The carcass was found early on Wednesday at Dhanardih village in Kashipur block of Purulia, a tribal pocket over 250km from Calcutta.
No one has yet been arrested.
A case has been drawn up naming some suspects, who are on the run.
“Prima facie, it seems to be a retaliatory killing. The hyena had strayed into the village and lifted some livestock. The body was beheaded and cut into pieces,” said a local forest official.
“A preliminary probe suggested that axes and other sharp weapons were used to hack the animal after it was killed.”
Hyenas are found in the semi-arid and dry fringe forests of Purulia, West Midnapore and Jhargram in Bengal. The ones found in the state — and other places in India like Gujarat and Rajasthan — are striped hyenas, smaller and more solitary creatures than spotted hyenas of Africa.
“Spotted hyenas are famed scavengers and often dine on the leftovers of other predators.

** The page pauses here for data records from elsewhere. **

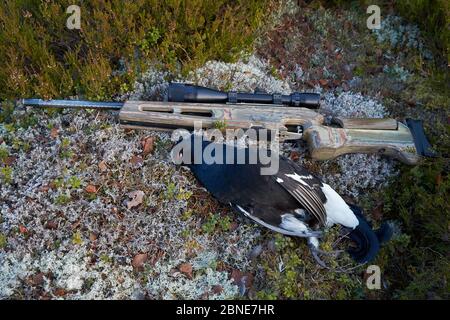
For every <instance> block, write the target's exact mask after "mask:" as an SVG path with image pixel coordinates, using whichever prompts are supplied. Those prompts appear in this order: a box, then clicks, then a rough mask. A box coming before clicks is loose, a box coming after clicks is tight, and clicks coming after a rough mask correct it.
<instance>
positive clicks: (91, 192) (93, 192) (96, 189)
mask: <svg viewBox="0 0 450 320" xmlns="http://www.w3.org/2000/svg"><path fill="white" fill-rule="evenodd" d="M84 190H85V191H86V192H87V193H97V187H96V186H94V185H92V184H89V185H88V186H87V187H86V189H84Z"/></svg>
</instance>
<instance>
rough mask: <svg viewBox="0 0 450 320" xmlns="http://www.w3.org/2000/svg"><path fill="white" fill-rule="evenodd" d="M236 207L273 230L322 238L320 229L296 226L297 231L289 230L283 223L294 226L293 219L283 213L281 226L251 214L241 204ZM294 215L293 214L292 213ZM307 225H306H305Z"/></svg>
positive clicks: (286, 233) (292, 233) (289, 234)
mask: <svg viewBox="0 0 450 320" xmlns="http://www.w3.org/2000/svg"><path fill="white" fill-rule="evenodd" d="M236 208H237V209H238V210H239V211H240V212H241V213H243V214H244V215H245V216H246V217H248V218H250V219H252V220H253V221H255V222H256V223H258V224H260V225H262V226H263V227H266V228H268V229H270V230H272V231H275V232H278V233H281V234H284V235H287V236H296V237H304V238H309V237H318V238H320V237H321V236H322V232H320V231H312V230H309V229H307V228H306V229H303V228H301V227H300V228H296V229H297V230H296V231H293V230H287V229H284V228H283V223H284V225H286V223H288V225H289V227H292V226H293V224H294V223H293V221H292V220H291V219H289V218H285V216H286V215H283V217H282V222H281V225H280V227H277V226H274V225H271V224H268V223H267V222H264V221H263V220H261V219H259V218H258V217H255V216H253V215H252V214H250V213H249V212H248V211H247V210H245V209H244V208H242V207H241V206H239V205H236ZM291 216H292V215H291ZM292 218H294V219H296V218H295V217H294V216H292ZM287 220H290V221H289V222H287ZM296 220H297V222H298V223H301V221H299V220H298V219H296ZM305 227H306V226H305Z"/></svg>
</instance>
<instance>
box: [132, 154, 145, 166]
mask: <svg viewBox="0 0 450 320" xmlns="http://www.w3.org/2000/svg"><path fill="white" fill-rule="evenodd" d="M130 163H131V164H132V165H133V166H136V167H139V166H141V165H142V164H143V163H144V159H142V158H141V157H139V156H132V157H131V159H130Z"/></svg>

But these hardy beasts are also skilled hunters that will take down an wildebeest or antelope,” says nationalgeographic.com.

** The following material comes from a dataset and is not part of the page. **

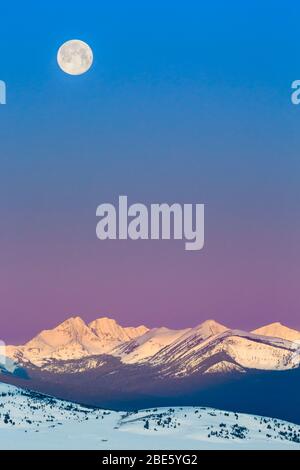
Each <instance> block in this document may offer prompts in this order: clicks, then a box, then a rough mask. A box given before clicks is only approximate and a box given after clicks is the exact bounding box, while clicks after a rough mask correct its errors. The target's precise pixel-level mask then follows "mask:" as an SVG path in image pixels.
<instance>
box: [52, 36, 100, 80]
mask: <svg viewBox="0 0 300 470" xmlns="http://www.w3.org/2000/svg"><path fill="white" fill-rule="evenodd" d="M57 62H58V65H59V66H60V68H61V69H62V70H63V71H64V72H65V73H68V74H69V75H82V74H83V73H85V72H87V71H88V70H89V69H90V67H91V65H92V63H93V51H92V49H91V48H90V46H89V45H88V44H86V43H85V42H83V41H80V40H79V39H71V40H70V41H67V42H65V43H64V44H63V45H62V46H61V47H60V48H59V50H58V53H57Z"/></svg>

But the Indian variants are “much more docile,” a researcher said.
Pictures of the dead hyena, gored by a spear, were shared by a nature lovers’ group on social media.
The average length from head to tail of a striped hyena (Hyaena hyaena) is one metre. It has fluffy manes and dark lines along their light fur. Longer front legs give them a loping gait.
Animal Diversity Web (ADW), an online database of animal natural history, distribution, classification, and conservation biology at the University of Michigan, describes its geographical range as “Northern and Eastern Africa, the Middle East, India and Asia extending north to the Caucasus and Siberia”.
“They have always been here in Bengal but have not been studied enough. Their habitat is known but the extent of their distribution is largely anecdotal. Their population count is also unknown,” said a senior forest official in Bengal.
“The striped hyena is a solitary animal. It is a scavenger who hunts — weak and baby animals — rarely. Striped hyenas are much more docile compared with spotted hyenas. They spend the day in burrows and come out at night,” said Yadvendradev Jhala, a scientist at the Wildlife Institute of India.